Freelance gazeteciler de basın emekçisidir. Bu nedenle bu gazeteciler de sosyal güvence kapsamına alınmalı, prim teşvikleri ve sigorta kolaylıkları sağlanmalıdır. Sendikal örgütlenmenin önündeki engeller kaldırılmalı, serbest çalışan gazetecilerin sendikalara tam katılımı ve temsil hakkı güvence altına alınmalıdır. Ayrıca, serbest çalışan gazeteciler için bağımsız bir meslek örgütü çatısı altında hak ihlallerine karşı başvuru mekanizmaları, hukuki danışmanlık ve dayanışma fonları gibi destek yapıları oluşturulmalıdır.
Bu talepler, sadece freelance gazetecilerin değil, halkın doğru bilgiye erişme hakkının, gazeteciliğin toplumsal işlevinin ve basın özgürlüğünün korunması için de elzemdir.
3. İçerik üreticileri
İçerik üreticisi emekçileri; metin yazarları, editörler, ses prodüksiyon ve post-prodüksiyon sorumluları, video prodüksiyon ve post-prodüksiyon sorumluları, sosyal medya planlama sorumluları olmak üzere, büyük ölçüde freelance emekçilerden oluşmaktadır. Dijital çağın yükselişi ve pandemi sonrasındaki süreçle birlikte içerik üretimi giderek genişleyen bir sektör haline gelirken, bu alandaki emek biçimleri de son derece güvencesiz ve parçalı hale gelmiştir. Görüntülü, sesli, basılı ya da çevrimiçi platformlarda içerik sağlayan freelancer çalışanlar “yaratıcılık” ve “özgürlük” gibi süslü söylemler eşliğinde sömürüye dayalı bir düzene mahkûm edilmiştir.
Özellikle dijital mecradaki yayıncı ve platformların -başka bir deyişle patronların- dayattığı şartlara bağlı olarak çalışan içerik üreticileri herhangi bir sosyal güvenceye, sabit bir gelire ya da sendikal hakka sahip olmadan çalışmaktadır. Üretilen içeriklerin izlenme, etkileşim ya da paylaşım sayılarına göre “değer” kazanması emeğin ölçülemez hale gelmesine, ücretlerin keyfi ve düzensiz biçimde belirlenmesine neden olmaktadır.
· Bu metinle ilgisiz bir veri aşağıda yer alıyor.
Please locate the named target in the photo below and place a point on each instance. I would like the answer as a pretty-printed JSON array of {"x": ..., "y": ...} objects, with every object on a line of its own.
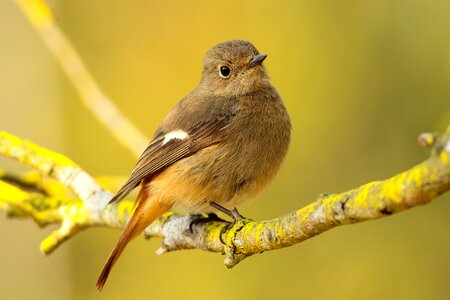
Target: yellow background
[{"x": 361, "y": 80}]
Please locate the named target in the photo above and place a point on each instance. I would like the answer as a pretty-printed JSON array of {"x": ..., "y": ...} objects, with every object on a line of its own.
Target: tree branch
[
  {"x": 95, "y": 100},
  {"x": 416, "y": 186}
]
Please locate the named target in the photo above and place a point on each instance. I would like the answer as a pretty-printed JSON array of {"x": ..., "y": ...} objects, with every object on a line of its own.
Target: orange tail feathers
[{"x": 146, "y": 212}]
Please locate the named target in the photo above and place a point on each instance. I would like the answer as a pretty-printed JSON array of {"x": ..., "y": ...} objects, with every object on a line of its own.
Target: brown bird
[{"x": 219, "y": 146}]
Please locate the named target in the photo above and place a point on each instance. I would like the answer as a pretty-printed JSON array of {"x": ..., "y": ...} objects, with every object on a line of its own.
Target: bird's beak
[{"x": 257, "y": 60}]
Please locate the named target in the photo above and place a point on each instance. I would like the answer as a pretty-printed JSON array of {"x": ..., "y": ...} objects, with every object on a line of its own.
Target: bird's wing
[{"x": 168, "y": 148}]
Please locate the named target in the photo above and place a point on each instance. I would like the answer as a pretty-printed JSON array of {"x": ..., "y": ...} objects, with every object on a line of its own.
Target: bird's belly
[{"x": 193, "y": 182}]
Birçok içerik üreticisi, sabit bir iş tanımı olmaksızın “her işi yapma” baskısıyla karşı karşıya kalmakta; tasarım, metin, video/ses kayıt ve kurgu, dağıtım, moderasyon ve strateji planlaması gibi alanlarda ücretsiz ya da düşük ücretli çalışmaya zorlanmaktadır. Bu çoklu görev dayatması, mesai kavramının tümüyle silinmesine ve 7/24 erişilebilir olma zorunluluğuna dönüşmüştür.
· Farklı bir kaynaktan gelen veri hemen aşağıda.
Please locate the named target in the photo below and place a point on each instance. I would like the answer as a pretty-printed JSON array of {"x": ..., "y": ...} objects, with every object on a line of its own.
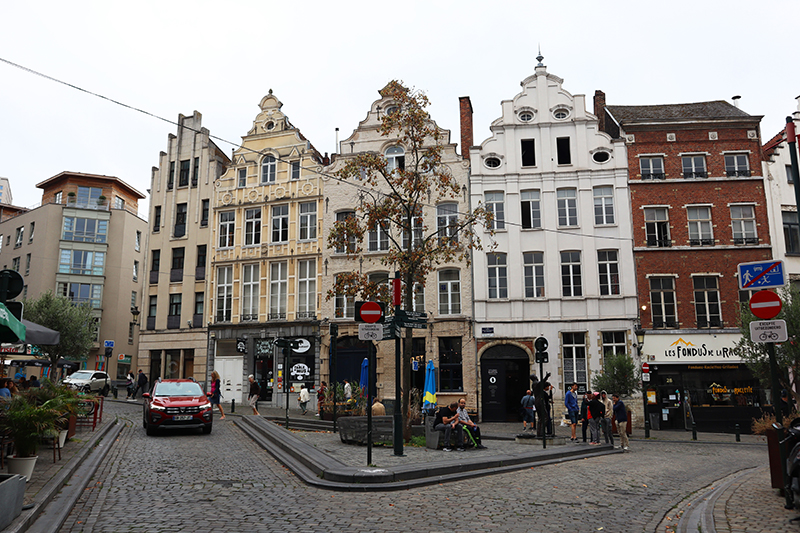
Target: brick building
[{"x": 698, "y": 209}]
İçerik üreticilerinin bir diğer temel sorunu ise fikri mülkiyet hakkıdır. Emekçilerin ürettikleri içeriklerin telif hakları çoğu zaman kendilerine ait olmamakta, herhangi bir sözleşme olmaksızın şirket ya da platformlar tarafından sahiplenilmektedir. Böylece emeğin karşılığı olan fikri mülkiyet hakkı ortadan kaldırılmaktadır.
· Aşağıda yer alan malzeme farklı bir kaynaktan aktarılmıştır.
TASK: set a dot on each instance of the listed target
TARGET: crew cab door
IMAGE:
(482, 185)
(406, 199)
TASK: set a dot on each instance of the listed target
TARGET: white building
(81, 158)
Bu nedenle içerik üreticilerinin sigortalı ve insanca yaşayacak ücretlerle çalışabileceği, emeğinin fikri ve hukuki haklarının korunduğu, dijital platformlardaki algoritmik sömürüye karşı şeffaf kuralların tesis edildiği bir yapıya acilen ihtiyaç vardır. Bu bağlamda içerik üreticilerinin haklarını alabileceği sendikal örgütlenmede yer alabilmesinin önündeki tüm engeller kaldırılmalı ve dijital emek rejimine dair özel düzenlemeler hayata geçirilmelidir.
DİSK Basın-İş olarak, içerik üreticilerinin de bu çalıştayın temel bileşenlerinden biri olduğunu görüyor; güvencesizliğe, düşük ücretlere, hak gasplarına ve sendikasızlığa karşı içerik üreticilerini de Freelance Emek Çalıştayı’nda birlikte mücadele etmeye çağırıyoruz.